1. Compartment syndrome: Where an increase in pressure in certain muscles can cause extreme pain and decreases in circulation to the leg
2. Tendonitis/Periostitis: Abnormal strain placed on the muscles. Tendons and on the covering around the bone that the tendon is attached to.
3. Stress fractures: When exposed to increased strain and fatigue, minute fractures may result in the bones of the lower leg
Symptoms may include an aching /throbbing pain that you may or may not be able to run through, and can become worse after the activity. Pain is generally felt along the inside of the shins and may radiate out. Treatment is dependent on the individual pathology but generally includes proper shoe selection, orthotics, physiotherapy, ultrasound, massage therapy, cross-training, rest, ice compression, elevation (RICE).
Delayed onset muscle soreness (DOMS)
This is more a symptom than an actual pathology, but it’s the one condition that all runners will be hit with eventually. It’s that aching, throbbing pain you get as your finishing that long run or that you feel for up to 3 days after a very strenuous workout. There’s no definitive answer as to the cause, treatment or prevention, yet it’s believed to be caused by a build up of lactic acid, metabolites and micro tearing in muscles and tendons throughout the body. To decrease the chance of this, ensure you slowly increase workout intensity and duration. Getting a massage can help to increase blood flow through the muscles thereby flushing out the lactic acid and increasing nutrients traveling to the muscles. Hot baths with Epsom salts have also been found to be useful.
Prevention is better than a cure: the five prevention “pillars” are:
1. Regular stretching of “runner’s muscles” (calves, hamstrings, quads, glutes, lumbar spine).
2. Adequate strength base in runners muscles-achievable only with appropriate resistance training.
3. Fresh shoes (maximum of 450 to 500 miles per pair) specific to your foot type .

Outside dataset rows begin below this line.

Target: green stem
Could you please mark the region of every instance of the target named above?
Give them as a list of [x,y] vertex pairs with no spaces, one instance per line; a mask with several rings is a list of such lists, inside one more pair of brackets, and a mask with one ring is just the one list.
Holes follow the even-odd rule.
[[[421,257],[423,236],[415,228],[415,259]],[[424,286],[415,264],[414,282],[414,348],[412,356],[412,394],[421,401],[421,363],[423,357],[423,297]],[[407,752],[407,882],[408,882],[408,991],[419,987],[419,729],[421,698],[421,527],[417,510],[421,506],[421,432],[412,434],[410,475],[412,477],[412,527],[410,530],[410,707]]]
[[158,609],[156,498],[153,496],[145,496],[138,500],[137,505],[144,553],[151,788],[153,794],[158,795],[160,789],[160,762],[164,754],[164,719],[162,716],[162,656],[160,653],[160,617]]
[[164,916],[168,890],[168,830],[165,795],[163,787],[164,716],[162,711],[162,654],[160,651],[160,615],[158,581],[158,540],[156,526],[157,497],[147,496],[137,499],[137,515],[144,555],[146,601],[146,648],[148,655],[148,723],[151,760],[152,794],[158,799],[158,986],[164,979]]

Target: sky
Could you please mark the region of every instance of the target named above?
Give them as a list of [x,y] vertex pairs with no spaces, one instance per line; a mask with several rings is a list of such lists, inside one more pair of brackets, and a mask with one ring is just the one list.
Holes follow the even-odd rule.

4. Gradual increase in mileage (10% increase per week is a conservative start with at least 1-2 running rest days per week)
Seek medical care with in 10 days of onset of any ache or pain not resolving with mileage reduction, ice, stretching, and anti inflammatories.
Other things to keep in mind:
· Excessive weight is generally associated with beginner athletes, the more weight on top of repetitive stress the faster an injury will occur, weight loss should be encouraged through proper nutrition and less stressful cross training activities.
· Environment: Running on concrete or other hard surfaces invites injury’s. Running on roads or paths that are cambered can cause undue stress on the lower leg structures such as the knee and ankle.